Krugman is just brilliant almost all the time, indispensible. Dowd is a great writer even when she's infuriating. But Bob Herbert is the liberal heart of the NY Times, (if there is a liberal heart of the NY Times). He is like the steady non-flashy player who quietly excels consistently and while the fans don't wear his number, the team all looks to him for leadership. His voice is a conscience that we ignore too often.
He is not sexy but a must read.
Today's column is Pulitzer worthy.
http://select.nytimes.com/...
Dr. King's message of peaceful change notwithstanding, there is nothing more American than brutal violence. The country was built on it, revels in it and shows every evidence of clinging to it with the crazed, destructive strength of an obsessive lover.
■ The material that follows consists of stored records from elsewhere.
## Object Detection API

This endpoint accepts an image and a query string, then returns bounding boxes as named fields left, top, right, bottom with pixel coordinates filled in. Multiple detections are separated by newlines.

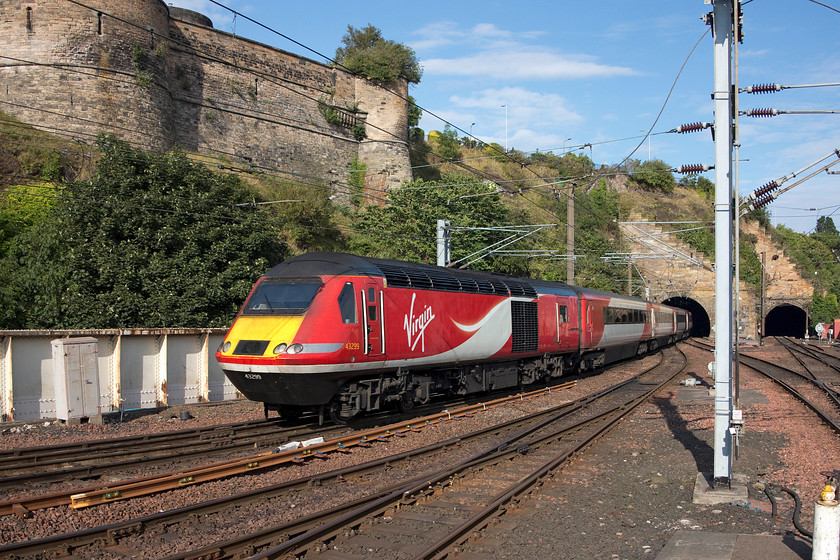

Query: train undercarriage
left=265, top=337, right=675, bottom=424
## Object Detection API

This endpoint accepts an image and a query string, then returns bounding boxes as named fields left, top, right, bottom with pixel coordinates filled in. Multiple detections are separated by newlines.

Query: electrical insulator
left=750, top=179, right=781, bottom=200
left=744, top=109, right=779, bottom=117
left=675, top=163, right=711, bottom=175
left=674, top=123, right=712, bottom=134
left=750, top=194, right=774, bottom=210
left=744, top=84, right=782, bottom=93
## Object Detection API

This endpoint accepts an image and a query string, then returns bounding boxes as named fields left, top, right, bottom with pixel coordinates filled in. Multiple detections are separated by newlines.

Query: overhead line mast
left=706, top=0, right=738, bottom=486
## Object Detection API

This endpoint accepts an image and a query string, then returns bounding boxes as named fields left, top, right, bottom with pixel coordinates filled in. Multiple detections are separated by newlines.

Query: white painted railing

If you want to be elected dog catcher in this country you have to show that you are tough on "national security," which is merely a buzz phrase for the military. Logically, rationally, national security is a many headed strategy involving myriad efforts at diplomacy, intelligence and preparedness, both at home and internationally. But for all intents and purposes in the political arena it means RESPECT FOR THE MILITARY and no squeemishness about using them to kill to solve problems.
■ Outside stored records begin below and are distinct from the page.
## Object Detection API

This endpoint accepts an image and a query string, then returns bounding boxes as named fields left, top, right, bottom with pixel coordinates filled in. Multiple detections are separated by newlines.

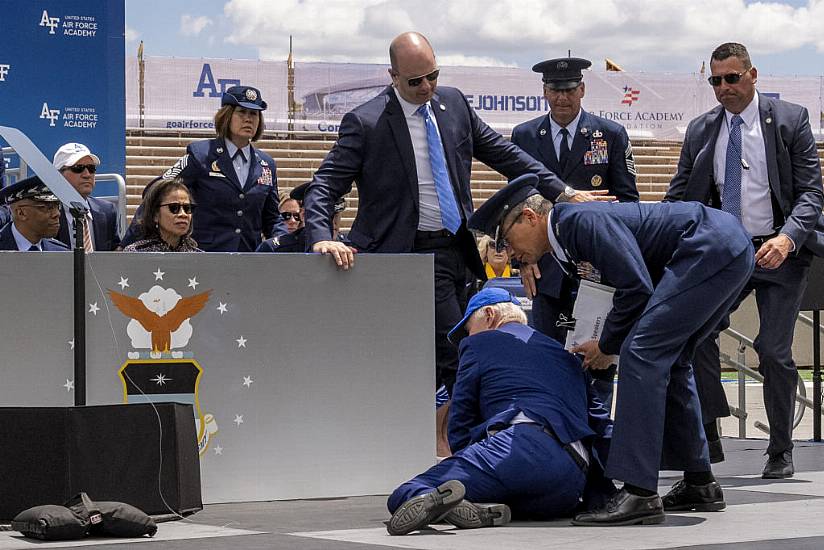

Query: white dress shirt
left=226, top=139, right=252, bottom=187
left=547, top=109, right=582, bottom=160
left=713, top=92, right=775, bottom=237
left=392, top=86, right=444, bottom=231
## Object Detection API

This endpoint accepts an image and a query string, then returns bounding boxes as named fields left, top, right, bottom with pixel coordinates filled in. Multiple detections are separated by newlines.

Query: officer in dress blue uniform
left=0, top=176, right=68, bottom=252
left=387, top=288, right=615, bottom=535
left=468, top=175, right=754, bottom=525
left=512, top=57, right=638, bottom=408
left=122, top=86, right=287, bottom=252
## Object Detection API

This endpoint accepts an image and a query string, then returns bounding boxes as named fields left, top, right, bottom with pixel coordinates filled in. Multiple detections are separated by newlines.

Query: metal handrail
left=720, top=328, right=824, bottom=438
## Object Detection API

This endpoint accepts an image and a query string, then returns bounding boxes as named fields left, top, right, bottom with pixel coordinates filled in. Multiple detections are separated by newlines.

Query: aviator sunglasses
left=707, top=73, right=744, bottom=88
left=160, top=202, right=195, bottom=214
left=395, top=69, right=441, bottom=88
left=63, top=164, right=97, bottom=174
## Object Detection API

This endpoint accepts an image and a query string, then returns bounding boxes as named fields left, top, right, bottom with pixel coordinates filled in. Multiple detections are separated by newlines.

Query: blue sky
left=126, top=0, right=824, bottom=75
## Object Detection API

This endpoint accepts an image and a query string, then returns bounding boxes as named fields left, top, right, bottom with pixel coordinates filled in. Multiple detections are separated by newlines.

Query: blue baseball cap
left=220, top=86, right=266, bottom=111
left=446, top=287, right=521, bottom=344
We've honored Dr. King, but we've never listened to him. Our addiction to the joy of violence is far too strong. We'll search like hollow-eyed junkies all day and all through the night for a rationale, any rationale, to keep the killing going. Democratic politicians have suffered for years because they have been insufficiently insistent on violence as a solution to national problems.
Sending people to kill and die should be a necessary evil that you reluctantly do sometimes when absolutely necessary because every other way of remediation or pacification have been explored; but in America it's approached as evidence of manhood, resolve and patriotism. You get your national security bona fides by talking tough, promising not to ever waiver in your ability to throw away other people's lives.
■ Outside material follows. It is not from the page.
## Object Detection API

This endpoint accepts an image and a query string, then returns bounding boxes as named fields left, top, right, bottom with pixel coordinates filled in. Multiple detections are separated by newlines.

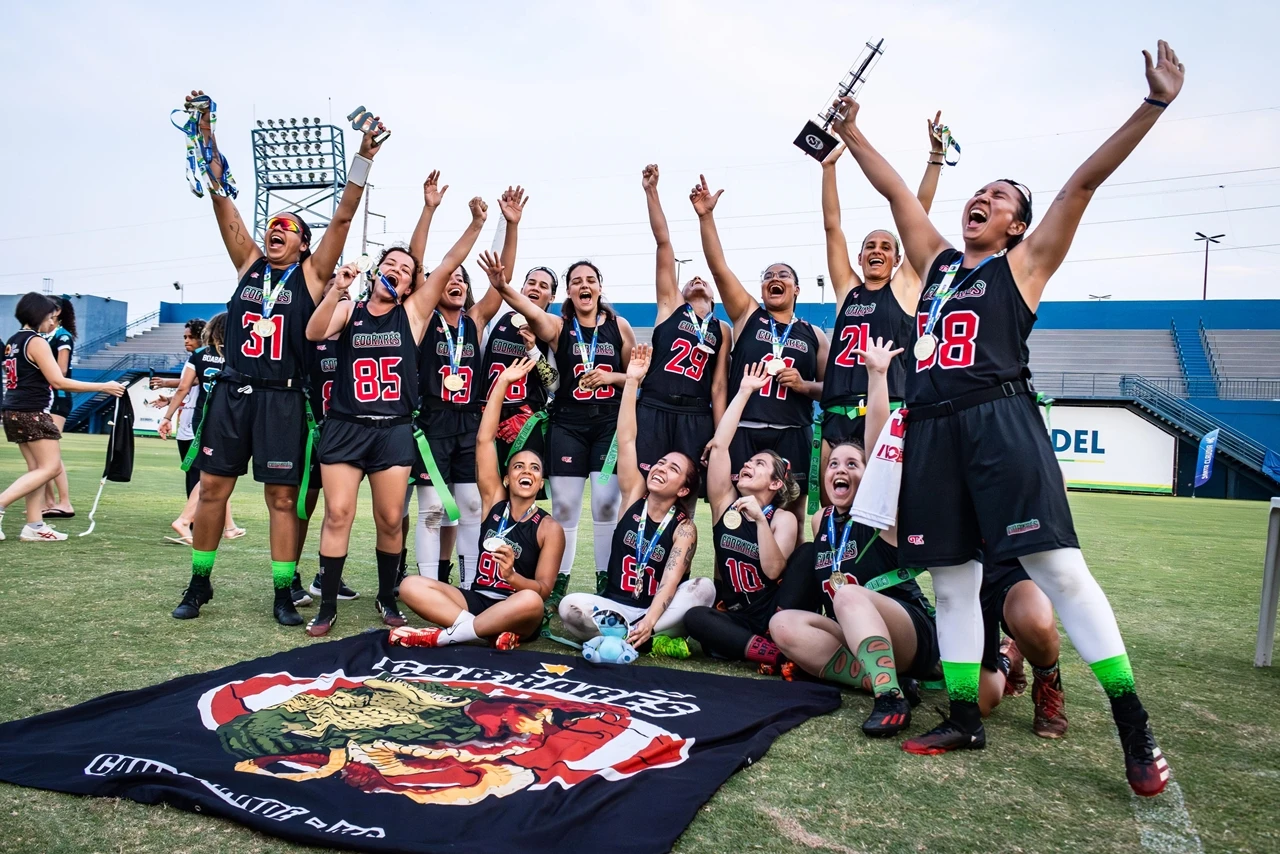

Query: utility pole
left=1196, top=232, right=1226, bottom=300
How do we reconcile this with being one of the the most religious, most Christian nations on Earth? You can't.
Dr. King, Gandhi, Jesus all said that non-violence was the way, the answer, the path. Violence is simply not an option.
Thirty-seven years after the death of her husband (who was only 39 when he died), Coretta Scott King has been called home. Like her husband, she always believed that America's addiction to violence could be brought under control.
They were wrong. We love it much too much.
Sadly, we do. We throw away lives as if they're renewable resources. I've always decried the kind of movies where characters act as if death weren't permanent.
Our foreign policy has always been run like a Bruce Willis movie. Die Hard with a Vengeance, won't you?
A huge proportion of our population claim to be Christian, but we have about 100,000 real Christians in this country who actually follow the 10 commandments and the teachings of Jesus. The rest are pretenders who do not deserve the respect for their convictions that they constantly demand.